I went to the RE today for CD7 monitoring, I have 1 follicle still on the left ovary that is 12.1. FSH is lower, *weird* E2 is about where it’s supposed to be. It’s grown exactly 6mm in less than 5 days with a natural cycle. Which as of this morning is no longer natural. I’m on a new protocol this month, where instead of Clomid, I’ve been prescribed Tamoxifen. Which I am only familiar with as a cancer drug. Because my mother took it for 10 years, before being diagnosed with breast cancer for the second time. That scared me a little, however it seems my RE has discovered that it acts (stimulates) similarly to Clomid but doesn’t thin your Endometrium or cause your LH to surge unnaturally. I monitor again on day 12 (Tuesday) to see whats happening. I imagine, since I’ve done this 10 or 11 times before, that I will trigger, and get a retrieval at some point next week if all goes well with the new meds. In 10, 11, oh who the hell knows, how many retrievals, I’ve never had a dominate follicle come from my left side. Ever. I’ve gotten a follicle or 2 from it before but they always wind up being the immature ones.
My left ovary is all wallflower-ish and under achieving. Like me in High School. Kinda. It’s the one that’s most easily visible and isn’t in a weird place like my right one, but it’s generally kind of lazy. Who else has 1 lazy ovary? How do you get it to be less lazy? Tell it, “You’re grounded until you produce a follicle?” Seriously, is there anything anyone can do to wake the lazy one up? Throw ice water on it? Poke it? What causes one to be lazy? Is there a difference in the egg quality?
Its been a busy week. Remember how I took Chinese III (Mandarin) a few months ago? We this semester I decided since I’m at home alone a lot at night, to take Honors Economics and Honors Political Science and Chinese IV, for fun. Note to self: Stop making decisions while hopped up on fertility meds or in the middle of a depression after a failed FET. Most people would avoid making decisions during times like that. Not me. Bring on some school, and some homework, and some new pencils, and SHUT THE FRONT DOOR this is expensive! Yes. I am an idiot.
My new “plan” is actually going pretty well so far. I’m avoiding the people and the “friends” and the situations that don’t add something positive to my life or my day-to-day. Instead, I’m trying to focus on friendships and classes and activities like Yoga, that make me feel better about myself. I’m also trying to avoid added stress and while the classes “might* have been counter intuitive, I have to admit it does feel good to have my brain engaged in something intellectual. Add a little more exercise and I should have a good recipe for how to better manage the outside stressors in my life.

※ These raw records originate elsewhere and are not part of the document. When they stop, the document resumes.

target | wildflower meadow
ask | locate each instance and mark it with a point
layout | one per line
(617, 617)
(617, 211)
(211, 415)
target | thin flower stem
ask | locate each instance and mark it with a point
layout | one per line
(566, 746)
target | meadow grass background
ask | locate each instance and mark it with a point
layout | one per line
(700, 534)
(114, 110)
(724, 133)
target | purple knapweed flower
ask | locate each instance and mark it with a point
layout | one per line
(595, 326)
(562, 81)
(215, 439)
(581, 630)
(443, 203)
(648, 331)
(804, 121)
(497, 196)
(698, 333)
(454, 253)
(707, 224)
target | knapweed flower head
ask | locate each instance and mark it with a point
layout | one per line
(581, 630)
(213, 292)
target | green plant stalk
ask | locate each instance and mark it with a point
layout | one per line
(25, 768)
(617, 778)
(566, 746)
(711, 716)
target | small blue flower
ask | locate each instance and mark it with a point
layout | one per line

Since I had to get a scrip filled from the Dr, I stopped at Costco this morning after my appointment. Where I got the scrip filled and decided to bring home some flowers for no other reason than because I felt like it. Usually there has to be an occasion. But not today. Today I just want to be surrounded by pretty, happy, peace and serenity, and there doesn’t have to be a reason. Right?